Post-Surgery Recovery

Crutches After Knee Surgery: Proper Use, Techniques, and Recovery Tips

By Hart 8 min read

Properly using crutches after knee surgery involves correct adjustment, mastering walking techniques for non-weight bearing and partial weight bearing, and safely navigating stairs and daily activities to protect the healing joint and ensure a safe recovery.

How to use crutches after knee surgery?

Using crutches correctly after knee surgery is crucial for protecting the healing joint, managing pain, and facilitating safe, independent mobility as you recover. Proper technique ensures you bear weight through your hands and arms, not your armpits, and move with stability and confidence.

Why Crutches After Knee Surgery?

Following knee surgery, the joint and surrounding tissues require time to heal without undue stress. Crutches serve as a vital assistive device by:

  • Protecting the Surgical Site: They offload the operated knee, preventing excessive weight-bearing that could disrupt sutures, grafts, or repaired structures.
  • Reducing Pain: By minimizing stress on the joint, crutches help control post-operative pain and inflammation.
  • Preventing Re-Injury: They provide stability and support, reducing the risk of falls or accidental movements that could compromise your recovery.
  • Facilitating Early Mobility: Despite the need for protection, early, controlled movement is often beneficial for circulation and preventing stiffness. Crutches allow for this mobility while maintaining safety.

Selecting and Adjusting Your Crutches

Correct crutch fit is paramount for safety and comfort. Most commonly, axillary (underarm) crutches are prescribed post-knee surgery.

  • Crutch Height:
    • Stand upright with your shoulders relaxed.
    • The top of the crutch pad should be 2-3 finger widths (approximately 1-1.5 inches) below your armpit. This ensures you bear weight through your hands, not your armpits, preventing nerve damage and discomfort.
  • Handgrip Height:
    • Your elbows should have a slight bend of 20-30 degrees when you grasp the handgrips.
    • When standing, your wrist crease should align with the top of the handgrip. This allows for optimal leverage and weight bearing through your palms.
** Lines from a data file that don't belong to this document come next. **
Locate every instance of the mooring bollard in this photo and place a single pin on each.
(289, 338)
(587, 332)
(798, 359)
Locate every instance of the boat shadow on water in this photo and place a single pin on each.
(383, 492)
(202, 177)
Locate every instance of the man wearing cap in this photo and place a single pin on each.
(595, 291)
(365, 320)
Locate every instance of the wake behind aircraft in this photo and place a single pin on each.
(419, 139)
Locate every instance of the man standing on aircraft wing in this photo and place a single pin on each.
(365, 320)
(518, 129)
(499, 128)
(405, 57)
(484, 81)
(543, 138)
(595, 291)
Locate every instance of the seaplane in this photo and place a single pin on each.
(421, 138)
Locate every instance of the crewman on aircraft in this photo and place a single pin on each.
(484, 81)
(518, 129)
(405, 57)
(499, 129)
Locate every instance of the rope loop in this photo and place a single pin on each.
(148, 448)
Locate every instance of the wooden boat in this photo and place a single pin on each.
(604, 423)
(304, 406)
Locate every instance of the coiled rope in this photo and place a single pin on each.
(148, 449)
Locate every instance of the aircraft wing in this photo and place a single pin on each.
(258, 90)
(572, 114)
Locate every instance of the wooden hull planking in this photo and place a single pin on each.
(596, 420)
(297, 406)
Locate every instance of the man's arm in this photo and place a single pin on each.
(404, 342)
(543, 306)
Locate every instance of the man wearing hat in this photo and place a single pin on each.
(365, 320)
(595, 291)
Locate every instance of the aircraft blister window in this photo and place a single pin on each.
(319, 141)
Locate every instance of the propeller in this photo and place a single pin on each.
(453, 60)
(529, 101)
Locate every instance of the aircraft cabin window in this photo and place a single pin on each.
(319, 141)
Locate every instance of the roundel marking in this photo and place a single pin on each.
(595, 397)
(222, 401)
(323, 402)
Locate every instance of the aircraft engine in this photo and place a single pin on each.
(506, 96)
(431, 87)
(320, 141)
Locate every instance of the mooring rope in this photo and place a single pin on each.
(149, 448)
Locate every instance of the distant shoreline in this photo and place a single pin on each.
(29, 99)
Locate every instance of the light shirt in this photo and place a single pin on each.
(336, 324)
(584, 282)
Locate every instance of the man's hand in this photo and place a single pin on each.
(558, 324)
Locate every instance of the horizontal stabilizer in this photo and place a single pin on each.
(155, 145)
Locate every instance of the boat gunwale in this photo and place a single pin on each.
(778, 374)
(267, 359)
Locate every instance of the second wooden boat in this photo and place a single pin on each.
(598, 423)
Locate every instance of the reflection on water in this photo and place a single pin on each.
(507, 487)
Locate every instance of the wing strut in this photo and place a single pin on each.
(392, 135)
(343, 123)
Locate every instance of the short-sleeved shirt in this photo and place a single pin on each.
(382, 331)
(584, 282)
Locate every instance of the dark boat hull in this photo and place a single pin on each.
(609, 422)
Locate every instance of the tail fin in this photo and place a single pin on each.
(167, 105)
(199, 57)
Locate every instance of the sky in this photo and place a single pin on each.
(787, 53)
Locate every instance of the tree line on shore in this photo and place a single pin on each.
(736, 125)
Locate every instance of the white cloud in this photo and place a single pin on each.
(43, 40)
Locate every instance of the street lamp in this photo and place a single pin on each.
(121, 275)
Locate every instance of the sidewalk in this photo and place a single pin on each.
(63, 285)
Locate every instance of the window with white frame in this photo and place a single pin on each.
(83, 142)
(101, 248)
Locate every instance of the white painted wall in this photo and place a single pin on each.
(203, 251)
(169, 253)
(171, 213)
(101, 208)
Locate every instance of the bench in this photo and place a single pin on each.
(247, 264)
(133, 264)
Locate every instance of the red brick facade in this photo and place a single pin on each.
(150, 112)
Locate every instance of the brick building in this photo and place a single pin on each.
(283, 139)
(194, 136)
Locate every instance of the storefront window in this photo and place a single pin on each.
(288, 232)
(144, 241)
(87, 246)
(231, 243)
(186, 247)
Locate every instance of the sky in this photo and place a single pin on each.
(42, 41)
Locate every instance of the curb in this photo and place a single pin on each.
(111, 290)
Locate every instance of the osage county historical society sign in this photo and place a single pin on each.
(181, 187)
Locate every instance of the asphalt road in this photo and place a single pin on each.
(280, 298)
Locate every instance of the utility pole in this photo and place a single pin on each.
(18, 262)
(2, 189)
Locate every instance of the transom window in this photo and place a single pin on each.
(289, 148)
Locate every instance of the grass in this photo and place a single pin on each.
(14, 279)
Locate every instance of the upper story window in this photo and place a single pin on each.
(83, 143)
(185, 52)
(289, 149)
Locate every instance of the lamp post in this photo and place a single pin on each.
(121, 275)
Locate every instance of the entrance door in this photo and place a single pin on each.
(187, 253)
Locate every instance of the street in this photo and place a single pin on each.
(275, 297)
Proper Crutch Stance and Grip

Before initiating movement, establish a stable base.

  • Tripod Stance: Position the crutches slightly forward and to the sides of your feet, forming a stable "tripod." This provides a wide base of support.
  • Weight Distribution: Always remember to bear your weight through your hands and forearms, pressing down on the handgrips. Avoid leaning on your armpits.

Walking with Crutches: Non-Weight Bearing (NWB) Technique

This technique is used when absolutely no weight can be placed on the operated leg.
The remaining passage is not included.